Other smart features that can be ordered for cameras include: A thermometer (designed for outdoor use, but mounted inside the cooler) with a range of 40 to 60 degrees Fahrenheit. A monitoring and recording system that keeps a printout of refrigeration temperature or downloads to a computer. Glass, full-length door panels (such as those in supermarkets and convenience stores), sometimes called merchandising doors, either hinged or sliding. High resistance plastic strip curtains inside the door. (One manufacturer claims 40 percent energy savings with this feature.)
A pedal, which allows you to open the door by pressing a pedal or lever with your foot when both hands are occupied. Three-way interior lighting, which can be turned on from the outside or from inside the cooler, with a power indicator light on the outside. Inside, the light itself should be a vapor-proof bulb with an unbreakable globe and shield. When space is at a premium, consider whether it is practical to install an outdoor unit with a walk-in closet. This is an inexpensive way to add space without increasing the size of your kitchen, and you can purchase ready-made freestanding structures with electricity and refrigeration systems installed. They come in standard sizes from 8 to 12 feet wide and up to 50 feet long, in 1-foot increments.
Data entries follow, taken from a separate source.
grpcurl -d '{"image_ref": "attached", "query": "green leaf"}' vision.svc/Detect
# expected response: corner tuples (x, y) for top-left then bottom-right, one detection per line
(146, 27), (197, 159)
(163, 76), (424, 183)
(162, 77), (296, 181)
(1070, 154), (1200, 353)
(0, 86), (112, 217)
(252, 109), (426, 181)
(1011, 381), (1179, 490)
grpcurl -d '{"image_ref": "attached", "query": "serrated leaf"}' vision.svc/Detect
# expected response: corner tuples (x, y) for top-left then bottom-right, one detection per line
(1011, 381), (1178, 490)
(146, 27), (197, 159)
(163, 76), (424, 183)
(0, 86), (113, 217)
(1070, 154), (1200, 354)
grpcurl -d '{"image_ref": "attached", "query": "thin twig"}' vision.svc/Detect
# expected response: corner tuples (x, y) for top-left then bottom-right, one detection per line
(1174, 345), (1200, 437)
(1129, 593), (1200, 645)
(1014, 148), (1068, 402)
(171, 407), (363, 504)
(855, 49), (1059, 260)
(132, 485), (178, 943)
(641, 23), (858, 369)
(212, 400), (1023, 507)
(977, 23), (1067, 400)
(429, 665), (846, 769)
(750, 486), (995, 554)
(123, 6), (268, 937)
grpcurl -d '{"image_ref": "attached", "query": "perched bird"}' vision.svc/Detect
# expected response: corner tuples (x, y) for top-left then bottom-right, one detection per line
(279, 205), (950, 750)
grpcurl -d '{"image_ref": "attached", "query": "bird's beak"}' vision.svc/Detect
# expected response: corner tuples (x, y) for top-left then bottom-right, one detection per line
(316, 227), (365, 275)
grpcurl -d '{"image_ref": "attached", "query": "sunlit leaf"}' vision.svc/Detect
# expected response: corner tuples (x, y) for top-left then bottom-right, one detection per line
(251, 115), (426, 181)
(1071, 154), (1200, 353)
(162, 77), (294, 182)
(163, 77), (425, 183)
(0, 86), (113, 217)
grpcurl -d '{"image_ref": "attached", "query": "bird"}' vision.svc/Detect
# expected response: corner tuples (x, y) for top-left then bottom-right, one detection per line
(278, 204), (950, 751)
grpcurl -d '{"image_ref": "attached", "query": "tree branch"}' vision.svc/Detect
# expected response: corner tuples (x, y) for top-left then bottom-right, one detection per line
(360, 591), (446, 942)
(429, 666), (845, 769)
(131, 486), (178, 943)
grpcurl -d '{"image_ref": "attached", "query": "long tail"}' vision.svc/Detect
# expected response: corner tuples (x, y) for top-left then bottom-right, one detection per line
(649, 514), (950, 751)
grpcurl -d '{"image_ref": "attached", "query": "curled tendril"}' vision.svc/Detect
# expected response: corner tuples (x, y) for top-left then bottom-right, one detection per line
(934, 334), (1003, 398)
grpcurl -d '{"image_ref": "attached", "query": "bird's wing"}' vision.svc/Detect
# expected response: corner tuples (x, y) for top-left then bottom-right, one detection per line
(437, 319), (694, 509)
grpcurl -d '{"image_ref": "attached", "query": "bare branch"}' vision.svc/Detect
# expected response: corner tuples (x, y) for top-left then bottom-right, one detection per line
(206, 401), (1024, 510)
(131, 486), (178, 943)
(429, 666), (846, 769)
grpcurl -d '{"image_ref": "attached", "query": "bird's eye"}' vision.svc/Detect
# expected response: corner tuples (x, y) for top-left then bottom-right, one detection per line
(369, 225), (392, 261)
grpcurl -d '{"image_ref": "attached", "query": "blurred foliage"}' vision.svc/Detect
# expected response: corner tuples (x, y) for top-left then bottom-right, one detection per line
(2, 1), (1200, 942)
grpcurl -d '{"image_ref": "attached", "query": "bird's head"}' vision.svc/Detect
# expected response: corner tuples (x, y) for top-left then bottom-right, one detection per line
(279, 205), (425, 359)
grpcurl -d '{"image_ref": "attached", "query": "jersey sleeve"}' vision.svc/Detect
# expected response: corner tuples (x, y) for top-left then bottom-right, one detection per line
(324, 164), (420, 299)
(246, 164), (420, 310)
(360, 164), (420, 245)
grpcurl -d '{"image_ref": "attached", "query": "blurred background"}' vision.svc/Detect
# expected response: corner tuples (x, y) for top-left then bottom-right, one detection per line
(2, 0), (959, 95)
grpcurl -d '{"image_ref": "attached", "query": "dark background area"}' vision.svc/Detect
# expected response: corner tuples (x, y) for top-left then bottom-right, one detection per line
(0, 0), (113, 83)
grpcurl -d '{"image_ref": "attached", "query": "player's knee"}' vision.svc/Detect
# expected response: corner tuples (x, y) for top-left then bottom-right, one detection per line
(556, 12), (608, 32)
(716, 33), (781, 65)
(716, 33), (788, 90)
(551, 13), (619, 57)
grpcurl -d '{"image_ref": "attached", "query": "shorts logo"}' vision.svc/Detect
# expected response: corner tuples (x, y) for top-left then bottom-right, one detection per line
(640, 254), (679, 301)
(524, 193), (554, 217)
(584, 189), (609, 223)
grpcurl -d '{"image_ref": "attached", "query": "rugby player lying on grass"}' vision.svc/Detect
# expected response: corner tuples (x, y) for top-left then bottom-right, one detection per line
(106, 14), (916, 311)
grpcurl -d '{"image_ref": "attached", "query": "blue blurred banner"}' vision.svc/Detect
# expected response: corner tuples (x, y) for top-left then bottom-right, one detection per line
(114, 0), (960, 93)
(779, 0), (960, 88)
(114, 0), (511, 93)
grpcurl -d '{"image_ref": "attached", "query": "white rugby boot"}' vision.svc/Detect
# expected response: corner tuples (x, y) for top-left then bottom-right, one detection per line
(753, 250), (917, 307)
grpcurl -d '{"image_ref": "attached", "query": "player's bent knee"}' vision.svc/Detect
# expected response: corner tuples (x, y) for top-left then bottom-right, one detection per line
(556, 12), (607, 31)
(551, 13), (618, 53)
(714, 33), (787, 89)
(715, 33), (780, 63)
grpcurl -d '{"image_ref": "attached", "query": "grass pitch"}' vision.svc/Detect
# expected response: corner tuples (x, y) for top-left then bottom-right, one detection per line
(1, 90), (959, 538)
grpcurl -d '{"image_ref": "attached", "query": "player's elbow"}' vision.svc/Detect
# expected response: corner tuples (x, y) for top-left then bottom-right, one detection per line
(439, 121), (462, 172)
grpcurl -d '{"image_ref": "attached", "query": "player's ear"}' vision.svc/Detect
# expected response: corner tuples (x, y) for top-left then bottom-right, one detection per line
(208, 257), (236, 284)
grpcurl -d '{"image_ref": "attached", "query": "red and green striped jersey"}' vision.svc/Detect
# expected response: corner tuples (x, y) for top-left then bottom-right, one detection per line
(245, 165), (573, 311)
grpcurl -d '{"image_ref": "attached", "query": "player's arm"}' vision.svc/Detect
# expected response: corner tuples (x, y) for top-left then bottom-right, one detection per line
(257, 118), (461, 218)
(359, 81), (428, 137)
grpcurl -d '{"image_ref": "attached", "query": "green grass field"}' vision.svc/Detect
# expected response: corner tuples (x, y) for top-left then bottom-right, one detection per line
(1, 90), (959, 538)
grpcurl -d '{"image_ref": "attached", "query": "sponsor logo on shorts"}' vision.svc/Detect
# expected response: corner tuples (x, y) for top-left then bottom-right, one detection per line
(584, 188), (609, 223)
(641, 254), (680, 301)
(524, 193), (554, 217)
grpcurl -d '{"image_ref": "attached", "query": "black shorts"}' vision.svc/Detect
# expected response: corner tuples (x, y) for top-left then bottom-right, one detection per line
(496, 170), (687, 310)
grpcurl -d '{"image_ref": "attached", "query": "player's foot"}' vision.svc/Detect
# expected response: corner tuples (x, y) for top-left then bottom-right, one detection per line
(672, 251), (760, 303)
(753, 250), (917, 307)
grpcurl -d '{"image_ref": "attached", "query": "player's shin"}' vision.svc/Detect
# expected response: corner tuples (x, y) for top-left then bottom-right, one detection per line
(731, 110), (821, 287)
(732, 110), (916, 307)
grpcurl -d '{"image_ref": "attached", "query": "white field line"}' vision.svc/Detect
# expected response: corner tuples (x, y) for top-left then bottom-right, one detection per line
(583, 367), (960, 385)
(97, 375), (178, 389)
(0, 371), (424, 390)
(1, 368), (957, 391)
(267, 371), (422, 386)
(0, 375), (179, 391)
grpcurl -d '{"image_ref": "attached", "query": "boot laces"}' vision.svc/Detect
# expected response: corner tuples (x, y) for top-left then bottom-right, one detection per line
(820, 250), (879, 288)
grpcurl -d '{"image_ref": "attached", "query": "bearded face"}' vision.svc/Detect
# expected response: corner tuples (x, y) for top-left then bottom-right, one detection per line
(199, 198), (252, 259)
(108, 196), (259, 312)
They range in height from 7.5 to 9.5 feet. Look for a unit with a sloped, weather-resistant roof, a weather cover, and a fully insulated floor. Outdoor walk-in closets are about half the price of installing an indoor kitchen walk-in closet, so this is a money-saving idea if it works in your location. If your demands for walking space are seasonal, consider renting a refrigerated trailer, available in most metropolitan areas on a weekly or monthly basis. They can instantly provide 2,000 cubic feet of additional storage space, which can be maintained at any temperature from 40 to 80 degrees Fahrenheit. They use basic three-phase electricity of 60 amps and 230 volts. Ask if the lease includes connection to your site and service if something goes wrong.